According to industry sources, Phesgo (pertuzumab/trastuzumab), which is a subcutaneous injection combination of Roche's Perjeta and Herceptin, has passed drug committees (DC) reviews of tertiary hospitals in Korea, including Samsung Medical Center and Seoul National University Hospital.

As a biobetter drug, the drug has been reimbursed since August, being applied to the preferential drug pricing plan.

Phesgo is a combination of Herceptin and Perjeta, drugs that were previously administered intravenously, into a single subcutaneous injection.

The primary benefit of the change from an intravenous to a subcutaneous formulation is its reduced administration time.

When treating HER2-positive breast cancer, the existing intravenous regimen required a total of 270 minutes (4.5 hours) for a single dose administration and observation.

In the case of Phesgo, the treatment can be completed within 20 minutes as it requires 5 minutes of administration and 15 minutes of observation time, reducing the time by up to 90% compared to traditional therapy.

The coinsurance rate of Phesgo was set at the same as for Perjeta: ▲30% when administered in combination with chemotherapy as neo-adjuvant therapy for patients with locally advanced inflammatory or early-stage (>2 cm in diameter) HER2-positive breast cancer; ▲100% when administered in combination as adjuvant therapy for patients who are HER2-positive and have lymph node-positive breast cancer (up to 18 cycles of trastuzumab and pertuzumab combination therapy); and▲5% when administered in combination for patients with metastatic or unresectable locally advanced recurrent breast cancer who are HER2-positive and have not received prior HER2 therapy or chemotherapy.

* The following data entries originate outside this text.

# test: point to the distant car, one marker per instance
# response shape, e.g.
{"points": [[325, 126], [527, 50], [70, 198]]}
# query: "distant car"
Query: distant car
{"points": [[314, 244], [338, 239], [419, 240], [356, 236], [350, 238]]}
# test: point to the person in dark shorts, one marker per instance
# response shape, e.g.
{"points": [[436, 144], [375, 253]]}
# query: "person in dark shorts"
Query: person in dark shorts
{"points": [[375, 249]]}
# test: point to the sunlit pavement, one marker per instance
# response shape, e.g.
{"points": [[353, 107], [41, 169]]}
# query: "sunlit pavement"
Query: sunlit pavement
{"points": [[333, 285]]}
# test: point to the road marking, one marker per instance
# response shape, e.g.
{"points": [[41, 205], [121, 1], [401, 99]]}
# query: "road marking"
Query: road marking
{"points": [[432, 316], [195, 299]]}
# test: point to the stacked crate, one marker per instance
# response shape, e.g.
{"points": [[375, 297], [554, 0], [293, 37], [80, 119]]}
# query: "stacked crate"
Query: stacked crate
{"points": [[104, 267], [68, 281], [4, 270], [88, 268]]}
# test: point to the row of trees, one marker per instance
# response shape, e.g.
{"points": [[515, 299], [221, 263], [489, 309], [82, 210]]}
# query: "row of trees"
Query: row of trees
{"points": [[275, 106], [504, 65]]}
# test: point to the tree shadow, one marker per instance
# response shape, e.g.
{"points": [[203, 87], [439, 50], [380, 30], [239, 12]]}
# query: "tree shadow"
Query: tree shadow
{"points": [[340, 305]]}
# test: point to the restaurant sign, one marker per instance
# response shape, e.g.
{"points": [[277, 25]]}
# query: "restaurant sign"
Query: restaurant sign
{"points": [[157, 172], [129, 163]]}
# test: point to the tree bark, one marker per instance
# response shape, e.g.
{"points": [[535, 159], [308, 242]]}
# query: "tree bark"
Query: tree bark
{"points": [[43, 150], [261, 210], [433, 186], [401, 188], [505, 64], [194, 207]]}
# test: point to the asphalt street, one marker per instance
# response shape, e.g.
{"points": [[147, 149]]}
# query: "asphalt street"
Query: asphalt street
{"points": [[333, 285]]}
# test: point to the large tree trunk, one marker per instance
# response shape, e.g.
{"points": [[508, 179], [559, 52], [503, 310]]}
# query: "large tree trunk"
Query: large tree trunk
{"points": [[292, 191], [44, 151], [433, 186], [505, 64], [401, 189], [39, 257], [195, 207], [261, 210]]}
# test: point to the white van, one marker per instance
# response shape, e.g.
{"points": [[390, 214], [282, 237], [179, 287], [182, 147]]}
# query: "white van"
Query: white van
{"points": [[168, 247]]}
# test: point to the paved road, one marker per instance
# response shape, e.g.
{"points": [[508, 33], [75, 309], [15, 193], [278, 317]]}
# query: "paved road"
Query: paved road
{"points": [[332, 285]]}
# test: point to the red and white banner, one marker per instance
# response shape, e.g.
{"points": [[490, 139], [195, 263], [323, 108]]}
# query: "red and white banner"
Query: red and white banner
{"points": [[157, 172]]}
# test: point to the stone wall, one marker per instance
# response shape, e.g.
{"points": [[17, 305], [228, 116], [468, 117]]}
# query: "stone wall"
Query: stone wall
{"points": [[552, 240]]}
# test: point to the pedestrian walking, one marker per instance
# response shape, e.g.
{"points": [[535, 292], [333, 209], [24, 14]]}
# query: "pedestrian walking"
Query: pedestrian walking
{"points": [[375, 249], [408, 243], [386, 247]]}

In the Phase III FeDeriCa study that studied 500 patients with HER2-positive early-stage breast cancer, the Phesgo subcutaneous arm was found to be non-inferior to the trastuzumab and pertuzumab intravenous arms.

In general, because intravenous and subcutaneous injections have different routes of administration, their anticancer effect is identified based on the trough level and the probability of being cancer-free at the time of surgery.

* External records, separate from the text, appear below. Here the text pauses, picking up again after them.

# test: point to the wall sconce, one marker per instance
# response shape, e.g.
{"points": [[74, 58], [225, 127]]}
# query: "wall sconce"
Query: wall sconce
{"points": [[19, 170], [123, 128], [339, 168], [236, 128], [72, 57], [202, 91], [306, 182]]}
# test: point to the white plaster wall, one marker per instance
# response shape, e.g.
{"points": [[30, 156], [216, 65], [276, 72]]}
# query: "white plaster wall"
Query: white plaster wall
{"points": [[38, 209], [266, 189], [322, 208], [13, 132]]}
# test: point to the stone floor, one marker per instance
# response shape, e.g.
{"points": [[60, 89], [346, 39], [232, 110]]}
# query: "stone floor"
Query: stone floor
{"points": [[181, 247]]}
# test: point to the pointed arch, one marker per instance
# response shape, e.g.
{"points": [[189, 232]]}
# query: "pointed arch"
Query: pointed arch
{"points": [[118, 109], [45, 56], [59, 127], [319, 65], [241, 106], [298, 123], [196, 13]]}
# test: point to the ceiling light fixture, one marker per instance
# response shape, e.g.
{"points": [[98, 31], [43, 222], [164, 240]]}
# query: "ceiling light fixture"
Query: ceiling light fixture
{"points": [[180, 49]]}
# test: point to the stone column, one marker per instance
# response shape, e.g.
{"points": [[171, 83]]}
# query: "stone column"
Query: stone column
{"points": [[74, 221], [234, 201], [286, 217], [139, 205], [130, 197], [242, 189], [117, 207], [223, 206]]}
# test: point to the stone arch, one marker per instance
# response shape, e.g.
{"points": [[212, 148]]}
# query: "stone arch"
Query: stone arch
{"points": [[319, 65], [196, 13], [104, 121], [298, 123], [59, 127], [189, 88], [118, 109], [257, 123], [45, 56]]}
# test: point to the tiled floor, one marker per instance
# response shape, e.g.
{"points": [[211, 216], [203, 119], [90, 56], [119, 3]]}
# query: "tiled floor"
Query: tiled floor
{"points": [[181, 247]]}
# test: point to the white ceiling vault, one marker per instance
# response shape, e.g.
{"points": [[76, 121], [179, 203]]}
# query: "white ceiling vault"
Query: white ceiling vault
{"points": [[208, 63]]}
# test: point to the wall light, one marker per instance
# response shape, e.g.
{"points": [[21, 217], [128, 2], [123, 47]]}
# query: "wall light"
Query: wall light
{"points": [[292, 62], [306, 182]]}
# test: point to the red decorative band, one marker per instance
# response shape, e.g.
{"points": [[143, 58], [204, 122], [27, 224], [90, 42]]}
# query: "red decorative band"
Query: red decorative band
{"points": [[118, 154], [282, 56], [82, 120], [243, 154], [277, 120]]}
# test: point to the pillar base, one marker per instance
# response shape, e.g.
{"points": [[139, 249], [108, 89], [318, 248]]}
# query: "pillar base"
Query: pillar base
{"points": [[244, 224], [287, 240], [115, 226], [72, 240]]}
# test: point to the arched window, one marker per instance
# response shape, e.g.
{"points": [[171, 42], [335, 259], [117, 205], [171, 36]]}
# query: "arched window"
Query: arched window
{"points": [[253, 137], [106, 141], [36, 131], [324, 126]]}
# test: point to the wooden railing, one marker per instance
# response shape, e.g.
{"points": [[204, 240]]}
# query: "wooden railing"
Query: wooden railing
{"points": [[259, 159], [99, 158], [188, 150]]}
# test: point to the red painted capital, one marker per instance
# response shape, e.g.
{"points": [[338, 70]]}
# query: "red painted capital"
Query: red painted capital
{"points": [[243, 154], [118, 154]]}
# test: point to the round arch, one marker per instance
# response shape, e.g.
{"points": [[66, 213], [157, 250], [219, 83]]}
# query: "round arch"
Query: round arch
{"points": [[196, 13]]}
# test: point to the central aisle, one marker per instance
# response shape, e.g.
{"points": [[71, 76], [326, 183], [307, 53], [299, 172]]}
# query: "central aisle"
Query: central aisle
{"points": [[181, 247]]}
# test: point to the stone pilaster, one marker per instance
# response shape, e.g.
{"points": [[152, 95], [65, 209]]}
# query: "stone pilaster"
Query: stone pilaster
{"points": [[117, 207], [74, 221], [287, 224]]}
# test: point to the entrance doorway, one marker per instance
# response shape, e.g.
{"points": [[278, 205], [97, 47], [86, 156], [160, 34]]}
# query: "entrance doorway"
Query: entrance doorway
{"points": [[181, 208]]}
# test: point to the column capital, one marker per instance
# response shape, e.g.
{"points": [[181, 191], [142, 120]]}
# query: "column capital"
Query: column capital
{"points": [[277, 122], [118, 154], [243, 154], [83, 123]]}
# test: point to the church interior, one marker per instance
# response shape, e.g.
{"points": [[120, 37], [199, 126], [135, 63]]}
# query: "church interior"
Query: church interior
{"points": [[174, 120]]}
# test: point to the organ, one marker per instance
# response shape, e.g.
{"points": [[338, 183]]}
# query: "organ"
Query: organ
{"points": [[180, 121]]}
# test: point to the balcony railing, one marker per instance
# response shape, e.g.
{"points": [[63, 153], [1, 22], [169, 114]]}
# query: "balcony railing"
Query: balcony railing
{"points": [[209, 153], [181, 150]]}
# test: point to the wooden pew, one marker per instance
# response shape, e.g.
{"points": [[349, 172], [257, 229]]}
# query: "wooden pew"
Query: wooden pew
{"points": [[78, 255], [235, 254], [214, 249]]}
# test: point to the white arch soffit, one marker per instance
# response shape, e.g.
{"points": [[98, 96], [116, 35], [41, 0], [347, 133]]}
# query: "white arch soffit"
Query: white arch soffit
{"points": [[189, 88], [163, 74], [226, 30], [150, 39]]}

In the case of Phesgo, there was no difference in the trough level according to the route of administration, and the anti-cancer effect and survival period of the two therapies were the same, offering added strength of convenience to the existing advantages.

“In the FeDeriCa study, Phesgo subcutaneous injection demonstrated equivalent trough levels as intravenous trastuzumab and pertuzumab,” said Seock-Ah Im, Professor of hematology-oncology at Seoul National University Hospital.

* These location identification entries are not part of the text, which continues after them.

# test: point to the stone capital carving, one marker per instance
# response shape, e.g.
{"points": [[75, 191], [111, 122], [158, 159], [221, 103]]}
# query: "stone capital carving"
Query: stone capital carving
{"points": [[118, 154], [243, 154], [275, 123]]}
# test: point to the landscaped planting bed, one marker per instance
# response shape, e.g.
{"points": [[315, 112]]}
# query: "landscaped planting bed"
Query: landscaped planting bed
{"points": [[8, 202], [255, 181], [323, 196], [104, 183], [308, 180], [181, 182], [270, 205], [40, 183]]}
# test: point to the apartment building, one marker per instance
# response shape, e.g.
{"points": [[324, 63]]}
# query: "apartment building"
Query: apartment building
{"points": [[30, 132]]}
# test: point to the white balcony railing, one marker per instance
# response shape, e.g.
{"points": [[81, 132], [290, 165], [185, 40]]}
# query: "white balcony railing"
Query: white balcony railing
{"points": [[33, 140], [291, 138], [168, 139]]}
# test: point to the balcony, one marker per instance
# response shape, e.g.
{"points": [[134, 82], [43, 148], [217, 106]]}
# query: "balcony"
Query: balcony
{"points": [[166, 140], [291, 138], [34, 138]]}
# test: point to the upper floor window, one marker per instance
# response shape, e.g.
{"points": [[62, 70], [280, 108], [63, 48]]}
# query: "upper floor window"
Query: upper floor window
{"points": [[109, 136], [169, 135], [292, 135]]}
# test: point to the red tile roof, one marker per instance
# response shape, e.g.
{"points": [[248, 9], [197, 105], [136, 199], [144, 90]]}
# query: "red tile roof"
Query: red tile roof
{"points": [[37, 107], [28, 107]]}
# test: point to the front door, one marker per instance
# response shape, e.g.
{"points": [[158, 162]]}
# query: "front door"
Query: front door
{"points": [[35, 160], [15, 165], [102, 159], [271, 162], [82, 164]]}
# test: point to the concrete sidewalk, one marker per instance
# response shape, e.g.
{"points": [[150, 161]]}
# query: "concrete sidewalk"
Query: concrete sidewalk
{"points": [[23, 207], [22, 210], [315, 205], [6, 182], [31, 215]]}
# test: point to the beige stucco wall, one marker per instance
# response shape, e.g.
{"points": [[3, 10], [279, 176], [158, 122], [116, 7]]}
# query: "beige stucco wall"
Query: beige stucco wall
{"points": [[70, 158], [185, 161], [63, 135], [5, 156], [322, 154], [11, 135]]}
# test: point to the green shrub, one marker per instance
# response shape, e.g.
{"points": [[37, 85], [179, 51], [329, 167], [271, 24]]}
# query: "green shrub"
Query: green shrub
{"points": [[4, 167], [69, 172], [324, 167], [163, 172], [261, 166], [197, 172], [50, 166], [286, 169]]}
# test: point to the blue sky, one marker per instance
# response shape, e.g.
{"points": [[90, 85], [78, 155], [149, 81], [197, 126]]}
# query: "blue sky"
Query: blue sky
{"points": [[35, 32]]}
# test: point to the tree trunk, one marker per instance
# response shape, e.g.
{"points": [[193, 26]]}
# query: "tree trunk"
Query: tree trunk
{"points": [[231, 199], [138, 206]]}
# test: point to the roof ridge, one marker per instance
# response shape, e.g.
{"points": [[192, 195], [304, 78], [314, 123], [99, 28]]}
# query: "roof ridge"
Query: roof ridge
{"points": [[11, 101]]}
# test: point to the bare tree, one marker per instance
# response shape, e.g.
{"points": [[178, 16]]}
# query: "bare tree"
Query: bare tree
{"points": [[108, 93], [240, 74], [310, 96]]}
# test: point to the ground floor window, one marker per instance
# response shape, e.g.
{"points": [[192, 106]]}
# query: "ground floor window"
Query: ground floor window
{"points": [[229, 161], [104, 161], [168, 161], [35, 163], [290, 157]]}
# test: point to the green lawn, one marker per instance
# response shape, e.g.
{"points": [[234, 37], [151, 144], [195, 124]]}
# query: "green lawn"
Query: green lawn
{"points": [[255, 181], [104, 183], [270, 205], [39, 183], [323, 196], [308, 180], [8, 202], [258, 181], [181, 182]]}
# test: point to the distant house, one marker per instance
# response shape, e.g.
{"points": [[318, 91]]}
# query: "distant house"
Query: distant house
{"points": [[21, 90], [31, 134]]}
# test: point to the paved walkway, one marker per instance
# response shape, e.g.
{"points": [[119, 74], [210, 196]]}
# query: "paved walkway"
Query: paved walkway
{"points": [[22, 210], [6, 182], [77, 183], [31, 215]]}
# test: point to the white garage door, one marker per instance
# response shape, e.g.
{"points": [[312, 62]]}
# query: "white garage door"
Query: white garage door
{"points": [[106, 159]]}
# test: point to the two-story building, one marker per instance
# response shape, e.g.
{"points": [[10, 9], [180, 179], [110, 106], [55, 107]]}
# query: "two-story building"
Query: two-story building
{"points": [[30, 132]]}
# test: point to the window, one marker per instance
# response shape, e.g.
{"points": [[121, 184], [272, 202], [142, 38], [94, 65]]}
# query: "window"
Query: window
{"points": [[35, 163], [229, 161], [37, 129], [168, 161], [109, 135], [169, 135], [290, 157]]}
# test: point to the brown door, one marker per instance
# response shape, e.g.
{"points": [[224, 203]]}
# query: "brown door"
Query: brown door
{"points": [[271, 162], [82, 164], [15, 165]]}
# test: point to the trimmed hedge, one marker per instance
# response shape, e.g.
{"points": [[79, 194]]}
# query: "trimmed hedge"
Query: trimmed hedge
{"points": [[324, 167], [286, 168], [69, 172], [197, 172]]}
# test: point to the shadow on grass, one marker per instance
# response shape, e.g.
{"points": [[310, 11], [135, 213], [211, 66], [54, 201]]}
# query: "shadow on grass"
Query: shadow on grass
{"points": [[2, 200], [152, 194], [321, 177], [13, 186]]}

”It provides convenience to both patients and healthcare providers by reducing treatment time while maintaining the effectiveness and safety of intravenous trastuzumab and pertuzumab.” Meanwhile, the insurance authorities have also decided to reimburse Phesgo through the risk-sharing agreement scheme, to save health insurance finances.

This is because Phesgo’s development target product, Perjeta, is also currently covered by the risk-sharing agreement scheme.